About the Swarm Algorithm: A swarm algorithm is a type of optimization algorithm inspired by the collective behavior of social swarms or groups of living organisms, such as ants, bees, birds, or fish. These algorithms are used to solve complex problems by simulating the interactions between individual agents within a population, where each agent makes decisions based on its local knowledge and the influence of neighboring agents. The collective intelligence of the swarm emerges from the interactions of these individual agents.
One of the most popular swarm algorithms is the Particle Swarm Optimization (PSO) algorithm, which was originally developed by Dr. Eberhart and Dr. Kennedy in 1995. In PSO, each agent (particle) in the swarm represents a potential solution to the problem being optimized.
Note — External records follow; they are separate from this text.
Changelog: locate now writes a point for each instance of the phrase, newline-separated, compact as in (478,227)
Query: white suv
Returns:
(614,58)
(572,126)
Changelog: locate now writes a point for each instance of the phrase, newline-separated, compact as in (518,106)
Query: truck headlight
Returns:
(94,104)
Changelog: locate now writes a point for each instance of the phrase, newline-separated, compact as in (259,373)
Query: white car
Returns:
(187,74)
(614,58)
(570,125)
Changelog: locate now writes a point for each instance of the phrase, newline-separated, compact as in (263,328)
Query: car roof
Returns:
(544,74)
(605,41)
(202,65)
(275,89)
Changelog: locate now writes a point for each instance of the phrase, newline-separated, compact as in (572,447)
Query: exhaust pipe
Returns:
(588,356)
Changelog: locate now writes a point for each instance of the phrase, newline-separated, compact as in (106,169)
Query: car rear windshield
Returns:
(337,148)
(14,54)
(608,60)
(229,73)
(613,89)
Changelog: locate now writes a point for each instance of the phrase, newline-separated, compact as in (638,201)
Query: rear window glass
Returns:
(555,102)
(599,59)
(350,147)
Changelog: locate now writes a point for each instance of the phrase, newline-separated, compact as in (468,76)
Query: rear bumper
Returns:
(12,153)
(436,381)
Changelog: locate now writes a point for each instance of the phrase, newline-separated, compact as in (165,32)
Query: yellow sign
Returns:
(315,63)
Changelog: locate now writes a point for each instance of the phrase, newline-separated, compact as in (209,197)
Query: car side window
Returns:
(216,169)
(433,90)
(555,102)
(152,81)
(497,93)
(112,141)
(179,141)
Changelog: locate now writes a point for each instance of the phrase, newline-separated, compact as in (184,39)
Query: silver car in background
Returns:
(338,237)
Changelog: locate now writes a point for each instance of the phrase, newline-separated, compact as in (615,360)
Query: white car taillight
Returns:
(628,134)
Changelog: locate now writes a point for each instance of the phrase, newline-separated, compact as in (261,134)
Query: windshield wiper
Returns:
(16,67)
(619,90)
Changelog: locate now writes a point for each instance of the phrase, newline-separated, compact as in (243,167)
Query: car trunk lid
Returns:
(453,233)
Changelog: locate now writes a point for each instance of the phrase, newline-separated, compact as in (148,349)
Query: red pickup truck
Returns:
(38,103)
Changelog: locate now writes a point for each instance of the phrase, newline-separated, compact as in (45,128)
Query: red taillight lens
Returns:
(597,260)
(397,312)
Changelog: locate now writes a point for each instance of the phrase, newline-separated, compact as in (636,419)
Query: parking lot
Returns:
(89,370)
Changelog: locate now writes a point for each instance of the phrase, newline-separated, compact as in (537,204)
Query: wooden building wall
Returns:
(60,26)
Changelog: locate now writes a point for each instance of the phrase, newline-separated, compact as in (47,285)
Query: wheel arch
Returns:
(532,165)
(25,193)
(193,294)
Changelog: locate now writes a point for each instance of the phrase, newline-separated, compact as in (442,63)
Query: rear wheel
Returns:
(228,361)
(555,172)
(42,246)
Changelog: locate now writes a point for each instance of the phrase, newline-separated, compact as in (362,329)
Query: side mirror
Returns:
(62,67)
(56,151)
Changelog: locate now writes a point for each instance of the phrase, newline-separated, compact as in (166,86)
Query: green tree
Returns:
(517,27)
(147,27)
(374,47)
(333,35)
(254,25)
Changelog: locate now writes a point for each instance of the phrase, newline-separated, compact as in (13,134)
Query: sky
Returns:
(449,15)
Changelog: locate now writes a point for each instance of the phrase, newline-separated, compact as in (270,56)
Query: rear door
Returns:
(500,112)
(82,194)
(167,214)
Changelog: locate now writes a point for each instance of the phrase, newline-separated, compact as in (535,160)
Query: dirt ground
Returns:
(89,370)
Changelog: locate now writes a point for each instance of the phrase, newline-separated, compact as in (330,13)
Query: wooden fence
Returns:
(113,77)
The algorithm starts by randomly placing particles in the search space and then iteratively updates their positions and velocities based on their historical best positions and the best positions found by their neighbors.
The basic steps of the PSO algorithm are as follows:
- Initialization: Initialize a population of particles with random positions and velocities in the search space.
- Evaluation: Evaluate the fitness of each particle (solution) based on the problem's objective function.
- Update Particle's Best Position: Update the best position (individual best) found by each particle so far.
- Update Swarm's Best Position: Determine the global best position (swarm best) among all the particles' best positions.
- Update Velocities and Positions: Update each particle's velocity and position based on its own best position and the swarm's best position.
- Repeat: Iterate the process until a termination criterion is met (e.g., a maximum number of iterations or a satisfactory solution is found).
The PSO algorithm effectively explores the search space by balancing exploration and exploitation, helping to find optimal or near-optimal solutions in complex, high-dimensional spaces.
Other examples of swarm algorithms include Ant Colony Optimization (ACO), which is inspired by the foraging behavior of ants, and the Firefly Algorithm, which simulates the flashing patterns of fireflies to find optimal solutions.
Swarm algorithms are particularly useful for solving optimization problems in various domains, including engineering, logistics, telecommunications, and artificial intelligence. Their parallel nature and ability to escape local optima make them powerful tools for finding global solutions efficiently.